What Makes an RFC Compelling
A good RFC does three things:
- Explains the problem clearly — even to someone unfamiliar with the area
- Proposes a specific solution — with enough detail to evaluate it
- Acknowledges trade-offs honestly — showing you’ve considered alternatives
RFCs that skip step 3 often fail to gain consensus because reviewers suspect the author hasn’t thought it through.
Standard RFC Structure
Title and Metadata
RFC-042: Migrate Authentication Service to JWT-Based Tokens
Status: Draft
Author: [Your name]
Created: 2026-06-13
Reviewers: [Names]
Summary (2–4 sentences)
Write this last, but put it first. It should tell the reader what you’re proposing and why, in plain English:
“This RFC proposes migrating our current session-based authentication to stateless JWT tokens. The primary motivation is to support horizontal scaling of the API tier without shared session storage. The expected outcome is a 40% reduction in database load from session queries and simpler infrastructure for multi-region deployment.”
Problem Statement
“Currently, user sessions are stored in Redis and queried on every authenticated request. This creates a stateful dependency that prevents the API servers from scaling independently. As we prepare for multi-region deployment, this architecture becomes a significant constraint.”
Use the present tense to describe the current state. Be specific — include metrics where you have them.
Proposed Solution
“We propose replacing session tokens with signed JWT (JSON Web Tokens). The token will be issued at login, contain the user ID and role, and be signed with an RS256 private key. Tokens will expire after 15 minutes; a refresh token with a 7-day expiry will allow seamless re-authentication without requiring the user to log in again.”
Break complex proposals into numbered steps or subsections. Use diagrams where they clarify (reference them as “see Figure 1”).
Alternatives Considered
This section demonstrates intellectual honesty:
“We considered three alternatives before arriving at this proposal:”
“Option A — Keep the current session store but switch to a distributed cache. This would reduce latency but does not solve the fundamental statefulness problem for multi-region deployment.”
“Option B — Use opaque tokens with a central token validation service. This avoids embedding user data in the token, but introduces a new service dependency on every authenticated request.”
“Option C (proposed) — Stateless JWTs. Eliminates the session store dependency, enables horizontal scaling, and is industry-standard. The trade-off is that tokens cannot be immediately revoked without an additional blocklist mechanism.”
Trade-offs and Risks
“Token revocation complexity: Unlike session tokens, JWTs cannot be invalidated before expiry. We will mitigate this by using short expiry times (15 minutes) and maintaining a blocklist for high-risk events such as password changes and account suspension.”
“Key rotation: If the signing key is compromised, all tokens become invalid simultaneously.
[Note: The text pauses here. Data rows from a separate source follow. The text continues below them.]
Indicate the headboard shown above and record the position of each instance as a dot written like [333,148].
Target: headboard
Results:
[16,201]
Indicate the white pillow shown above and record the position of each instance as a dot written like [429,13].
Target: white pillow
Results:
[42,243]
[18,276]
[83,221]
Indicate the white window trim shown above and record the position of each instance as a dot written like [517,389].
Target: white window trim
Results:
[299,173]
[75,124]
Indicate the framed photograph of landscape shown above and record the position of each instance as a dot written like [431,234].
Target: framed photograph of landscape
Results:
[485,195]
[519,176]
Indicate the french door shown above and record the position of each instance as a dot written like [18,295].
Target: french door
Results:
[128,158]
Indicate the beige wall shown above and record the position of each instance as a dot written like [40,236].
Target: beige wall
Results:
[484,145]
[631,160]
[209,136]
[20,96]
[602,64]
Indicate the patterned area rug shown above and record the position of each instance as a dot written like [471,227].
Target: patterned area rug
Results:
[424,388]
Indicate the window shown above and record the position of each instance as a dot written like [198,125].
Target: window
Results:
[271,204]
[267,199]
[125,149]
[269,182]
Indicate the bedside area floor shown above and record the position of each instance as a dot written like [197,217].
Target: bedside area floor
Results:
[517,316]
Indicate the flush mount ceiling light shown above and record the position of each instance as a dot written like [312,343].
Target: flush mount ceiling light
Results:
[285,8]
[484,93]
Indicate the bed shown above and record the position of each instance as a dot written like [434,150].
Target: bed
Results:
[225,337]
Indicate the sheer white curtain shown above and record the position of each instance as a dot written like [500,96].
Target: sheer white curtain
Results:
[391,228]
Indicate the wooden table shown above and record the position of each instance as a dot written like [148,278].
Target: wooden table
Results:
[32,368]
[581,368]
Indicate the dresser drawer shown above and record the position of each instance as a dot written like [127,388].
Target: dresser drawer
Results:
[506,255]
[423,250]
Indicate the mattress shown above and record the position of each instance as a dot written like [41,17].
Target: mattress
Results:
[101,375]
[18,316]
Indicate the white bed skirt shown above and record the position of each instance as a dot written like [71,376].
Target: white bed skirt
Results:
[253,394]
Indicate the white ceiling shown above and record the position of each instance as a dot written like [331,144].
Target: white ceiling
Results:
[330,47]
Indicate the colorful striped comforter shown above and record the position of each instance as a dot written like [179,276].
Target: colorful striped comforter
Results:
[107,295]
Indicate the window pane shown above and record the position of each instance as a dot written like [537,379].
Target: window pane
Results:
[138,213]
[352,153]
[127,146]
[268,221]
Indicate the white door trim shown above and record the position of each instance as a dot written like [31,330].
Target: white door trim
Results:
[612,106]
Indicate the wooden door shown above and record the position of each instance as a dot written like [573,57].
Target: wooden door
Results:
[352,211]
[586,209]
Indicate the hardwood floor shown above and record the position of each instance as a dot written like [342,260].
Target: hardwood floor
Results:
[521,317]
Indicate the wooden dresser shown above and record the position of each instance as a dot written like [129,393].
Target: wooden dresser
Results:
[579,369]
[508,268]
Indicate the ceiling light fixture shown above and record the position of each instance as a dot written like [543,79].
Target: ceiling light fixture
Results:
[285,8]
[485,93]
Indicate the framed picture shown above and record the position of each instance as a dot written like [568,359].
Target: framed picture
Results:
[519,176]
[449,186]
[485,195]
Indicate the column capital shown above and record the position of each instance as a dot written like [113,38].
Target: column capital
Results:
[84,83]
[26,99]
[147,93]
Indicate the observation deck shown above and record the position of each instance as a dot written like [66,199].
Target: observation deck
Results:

We will implement automated key rotation with a 90-day cycle.”
Implementation Plan
“Phase 1 (2 weeks): Implement JWT issuance and validation in the auth service. Deploy behind a feature flag.”
“Phase 2 (1 week): Migrate internal services to validate JWTs. Remove session store dependency.”
“Phase 3 (ongoing): Monitor error rates and latency. Remove the feature flag.”
Language Patterns for RFCs
Proposing:
“We propose… / This RFC proposes… / The recommended approach is…”
Explaining rationale:
“The primary motivation is… / The reason for this approach is… / This is preferred because…”
Acknowledging trade-offs:
“The main trade-off is… / One limitation of this approach is… / This does not address X, which will be handled separately.”
Requesting feedback:
“Feedback is particularly welcome on… / We are uncertain about… / Input from the security team would be valuable here.”
Common RFC Mistakes
- Too vague: “We should improve the authentication system.” — this is not a proposal, it is a wish.
- No alternatives: Skipping this section makes reviewers feel manipulated.
- No success criteria: How will you know if the change worked? Add measurable outcomes.
- Too long: An RFC is not a technical specification. Aim for 800–1,500 words. Link to specs in appendices.
A well-written RFC is one of the highest-leverage documents an engineer can produce. It aligns teams before work begins, surfaces problems early, and creates a permanent record of why decisions were made. Invest the time to write it well.